Carol Sansone is a Professor of Psychology at the University of Utah. Her research examines the process through which people regulate their interest and motivation in day-to-day life, using social and non-social means. She is interested in how this process might differ as a function of person characteristics (such as gender) and across the life span, and in the applications of this work to selection of and persistence in math and science careers and to online learning. She is a Fellow of the Society of Personality and Social Psychology, The American Psychological Association, and the Association for Psychological Science. She served as an Associate Editor for the journal Personality and Social Psychology Bulletin and has served on the editorial boards of a number of journals in social psychology and personality (e.g., Journal of Personality and Social Psychology, Motivation and Emotion, Learning and Instruction), and as a consultant for several granting agencies (Including NSF). She previously edited a special issue of the Journal of Experimental Social Psychology on "New Directions in Intrinsic Motivation and Creativity" (1999), a book (with J.M. Harackiewicz as co-editor) published by Academic Press entitled, "Intrinsic and Extrinsic Motivation: The Search for Optimal Motivation and Performance" (2000), and a Book (WITH C. MORF AND A. PANTER) published by Sage entitled “Sage Handbook of Methods in Social Psychology” (2004).

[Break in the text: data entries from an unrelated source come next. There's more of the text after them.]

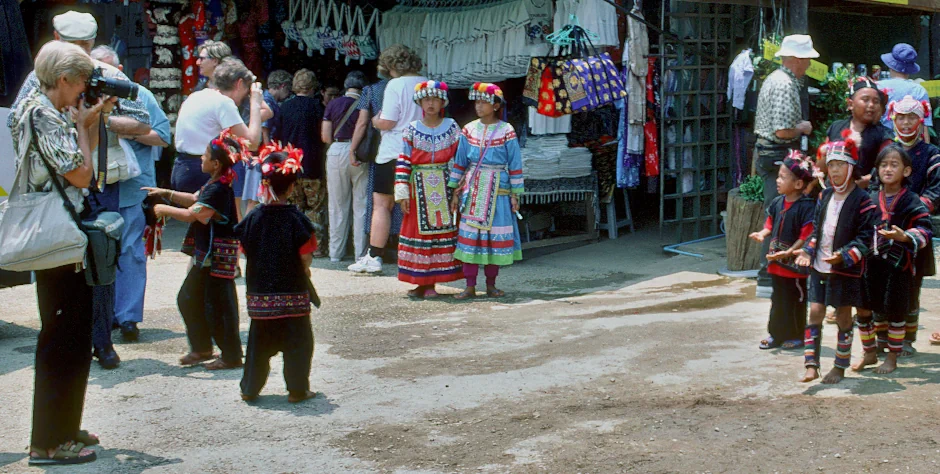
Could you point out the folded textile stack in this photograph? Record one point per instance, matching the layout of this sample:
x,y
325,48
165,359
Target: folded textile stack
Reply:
x,y
548,157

Sapna Cheryan is an Assistant Professor in the Psychology department at the University of Washington. She received her Ph.D. in Psychology from Stanford University. Additionally, she received her B.A. in Psychology/American Studies from Northwestern University. Her research broadly examines how cultural stereotypes impact people's choices and behaviors. She is particularly interested in the role that stereotypes play in determining people's sense of belonging to important social groups.